There is something a little asymmetric about the RBA's response to a period of expected high inflation and one characterised by, say, target (ie, not even low) inflation.
Once the RBA lifted the cash rate to 'mildly restrictive' in late 2010, it continued to forecast serious inflation problems right out to 2013. It was quickly confronted with those inflation challenges in both the first and second quarters of 2011. As previously parsed here, it got the yips and decided not to touch its rates lever (having, by its own admission, teetered on the precipice just prior to the August Board meeting).
At the end of 2010, and all through the first half of 2011, the Governor of the RBA, Glenn Stevens, told parliamentary inquiries and anyone that would listen that future rate hikes would be few and far between. Words to the effect: expect long pauses between each movement. This is what the financial markets were pricing, and he did not want to disavow anyone of it. As it happened, we got no upward movement at all.

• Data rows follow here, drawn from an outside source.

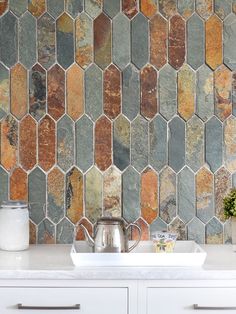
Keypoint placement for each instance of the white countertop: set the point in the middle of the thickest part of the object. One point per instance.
(54, 262)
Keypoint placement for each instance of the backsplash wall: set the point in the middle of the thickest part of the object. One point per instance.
(124, 108)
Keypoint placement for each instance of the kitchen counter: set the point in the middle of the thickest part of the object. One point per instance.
(53, 262)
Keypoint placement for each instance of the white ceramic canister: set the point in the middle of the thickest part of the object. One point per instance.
(14, 226)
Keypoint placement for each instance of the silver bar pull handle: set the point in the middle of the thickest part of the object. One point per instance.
(26, 307)
(214, 308)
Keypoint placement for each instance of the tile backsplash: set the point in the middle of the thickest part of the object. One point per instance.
(126, 108)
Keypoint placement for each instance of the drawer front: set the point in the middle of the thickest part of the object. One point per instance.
(182, 300)
(64, 300)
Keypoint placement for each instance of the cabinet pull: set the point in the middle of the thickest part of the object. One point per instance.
(26, 307)
(197, 307)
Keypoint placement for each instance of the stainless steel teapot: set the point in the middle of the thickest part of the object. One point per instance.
(110, 236)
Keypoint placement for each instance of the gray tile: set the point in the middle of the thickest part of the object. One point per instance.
(158, 143)
(55, 7)
(195, 143)
(139, 40)
(195, 41)
(196, 231)
(65, 143)
(139, 143)
(37, 195)
(229, 41)
(121, 41)
(93, 194)
(93, 92)
(186, 194)
(84, 143)
(176, 143)
(130, 92)
(168, 91)
(111, 7)
(9, 36)
(205, 93)
(64, 232)
(131, 194)
(121, 142)
(27, 40)
(214, 232)
(214, 143)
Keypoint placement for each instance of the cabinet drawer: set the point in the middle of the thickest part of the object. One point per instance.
(64, 300)
(182, 300)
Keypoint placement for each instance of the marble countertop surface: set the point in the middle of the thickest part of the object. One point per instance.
(53, 262)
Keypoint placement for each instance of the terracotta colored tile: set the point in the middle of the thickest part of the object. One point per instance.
(148, 7)
(75, 92)
(186, 92)
(56, 92)
(18, 83)
(148, 92)
(46, 143)
(19, 185)
(149, 195)
(27, 145)
(112, 91)
(74, 195)
(158, 41)
(176, 47)
(130, 7)
(102, 41)
(36, 7)
(223, 102)
(103, 143)
(9, 142)
(214, 49)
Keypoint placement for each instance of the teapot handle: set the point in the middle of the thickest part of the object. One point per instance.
(139, 235)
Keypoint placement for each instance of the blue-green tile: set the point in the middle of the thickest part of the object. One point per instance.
(139, 40)
(158, 143)
(229, 41)
(214, 143)
(131, 194)
(205, 93)
(27, 40)
(46, 232)
(139, 143)
(55, 7)
(121, 41)
(121, 142)
(46, 40)
(93, 92)
(195, 41)
(9, 39)
(65, 143)
(168, 91)
(176, 143)
(37, 195)
(65, 40)
(64, 232)
(84, 143)
(186, 194)
(130, 92)
(196, 231)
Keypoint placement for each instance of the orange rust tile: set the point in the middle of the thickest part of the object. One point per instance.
(103, 155)
(27, 140)
(19, 185)
(46, 143)
(19, 83)
(214, 48)
(112, 91)
(149, 195)
(75, 92)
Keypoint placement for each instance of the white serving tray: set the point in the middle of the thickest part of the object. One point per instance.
(186, 253)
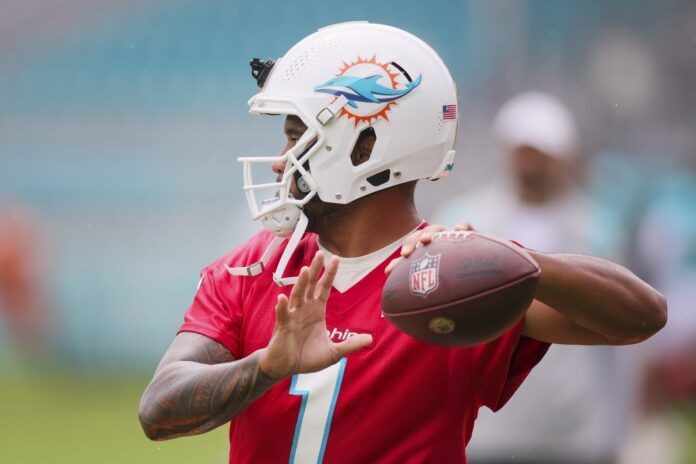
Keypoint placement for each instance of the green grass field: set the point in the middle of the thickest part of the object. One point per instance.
(76, 419)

We will only really learn in 2012 whether the bank has presided over a second major policy-setting error--the first being the 2006-2008 episode--by getting behind the curve on consumer price pressures.

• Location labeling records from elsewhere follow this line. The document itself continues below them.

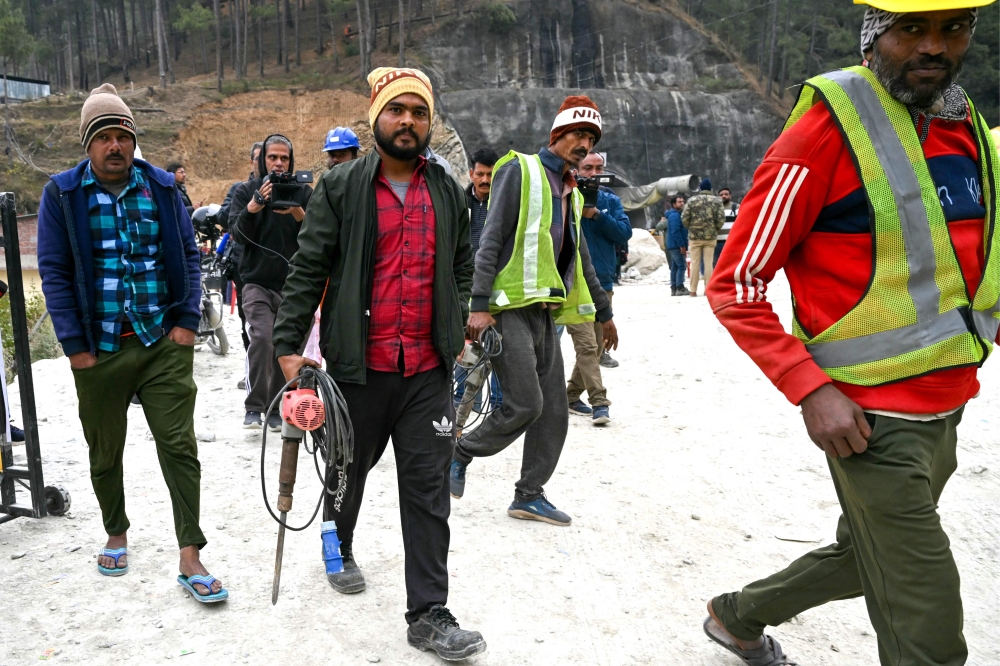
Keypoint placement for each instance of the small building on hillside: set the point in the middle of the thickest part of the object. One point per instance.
(24, 90)
(27, 236)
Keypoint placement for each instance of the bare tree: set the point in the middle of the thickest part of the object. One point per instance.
(123, 32)
(774, 46)
(161, 52)
(218, 46)
(97, 47)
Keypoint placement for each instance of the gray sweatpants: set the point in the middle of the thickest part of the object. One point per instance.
(533, 381)
(264, 376)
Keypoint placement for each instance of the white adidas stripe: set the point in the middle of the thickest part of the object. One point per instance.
(737, 275)
(785, 211)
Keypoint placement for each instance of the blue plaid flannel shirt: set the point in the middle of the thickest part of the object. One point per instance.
(130, 282)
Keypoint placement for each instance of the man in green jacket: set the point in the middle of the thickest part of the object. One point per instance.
(386, 238)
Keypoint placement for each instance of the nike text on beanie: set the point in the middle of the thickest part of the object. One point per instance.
(389, 83)
(103, 109)
(576, 112)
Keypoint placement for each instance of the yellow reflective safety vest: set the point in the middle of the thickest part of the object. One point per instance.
(531, 275)
(917, 315)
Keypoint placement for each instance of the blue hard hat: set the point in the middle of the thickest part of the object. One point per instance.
(340, 138)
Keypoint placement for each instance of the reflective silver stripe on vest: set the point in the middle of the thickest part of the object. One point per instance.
(886, 344)
(532, 224)
(931, 327)
(986, 324)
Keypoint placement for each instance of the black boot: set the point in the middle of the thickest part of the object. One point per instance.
(438, 630)
(350, 580)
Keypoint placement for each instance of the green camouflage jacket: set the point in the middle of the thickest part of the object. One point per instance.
(703, 216)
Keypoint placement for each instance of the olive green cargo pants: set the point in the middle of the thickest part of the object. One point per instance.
(890, 547)
(161, 376)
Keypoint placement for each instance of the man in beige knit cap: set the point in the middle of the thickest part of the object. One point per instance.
(390, 235)
(120, 274)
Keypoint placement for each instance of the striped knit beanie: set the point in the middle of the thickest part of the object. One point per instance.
(576, 112)
(389, 83)
(103, 109)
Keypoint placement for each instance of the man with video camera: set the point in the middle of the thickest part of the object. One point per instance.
(271, 207)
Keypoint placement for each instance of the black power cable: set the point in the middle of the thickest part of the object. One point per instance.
(333, 442)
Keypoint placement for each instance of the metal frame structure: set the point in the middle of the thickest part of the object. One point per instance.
(29, 476)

When the RBA is forecasting, say, trend or slightly less than trend economic growth, and inflation at or near the mid-point of its 2-3% target band, it has not hesitated to cut interest rates pre-emptively, not once but twice, into unequivocally stimulatory territory.
After almost every economic metric it referenced when it last met in December has improved, and 2011 core inflation has remained stubbornly in the top half of its target band (not the bottom half as many hoped), a third, consecutive rate cut in February would imply a highly reactionary and pre-emptive effort to ward off slight softness in the Aussie economy. At a time when Australia's unemployment rate remains at a stunningly low 5.2%.
It would suggest to me that the RBA has an asymmetric double-standard when responding to inflation: it finds it hard to get rates high enough when inflation rises given community and political resistance to restrictive rates and the extremely dovish complexion of its Board, which is dominated by private sector business leaders.
But it finds it awfully easy to cut rates at the first sign of a deceleration in inflation--because, of course, all these vested interests naturally embrace lower rates. Cutting rates is an easy thing to do. The test of a central bank, as the Bundesbank knows, is keeping rates where they ought to be in the face on varied community pressures.
Glenn Stevens and Phil Lowe: this, my friends, is your legacy to make or break.